RFC-0004 “Channel participation API without system channel”

This RFC relies on the channel participation API introduced in RFC-0004 and extends it for the use case of joining a channel from a snapshot without breaking compatibility with the existing functionality of the channel participation API.

Unresolved questions

Questions to be resolved during the implementation

  • Should we introduce a new return code to Deliver call when a block before the snapshot start is requested?

It appears that the current codebase already returns a reasonable error code “NOT_FOUND“ with the log record “Error reading from channel, cause was: NOT_FOUND“ which indicates that the channel is there, but the block was not found. Because of this we do not include a new error code for this particular use case in the RFC.

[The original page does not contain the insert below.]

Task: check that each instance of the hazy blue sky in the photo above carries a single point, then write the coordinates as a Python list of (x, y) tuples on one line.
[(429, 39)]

Questions to be resolved in future RFCs

  • The problem of channel divergence that was pointed out in RFC-0004 “Channel participation API without system channel” is still unresolved.

It is possible to join the channel with the same channelID by using the snapshots created from different config blocks with the same block number.

  • How to resolve a situation when all the orderers are pruned and a peer tries to fetch a block below the pruning point?

The peer will receive an error code “NOT_FOUND“, but the problem is that it will not be able to proceed further and will be basically stuck at this point. This is something that has to be resolved on the network admin level and the exact resolution is unclear at this point.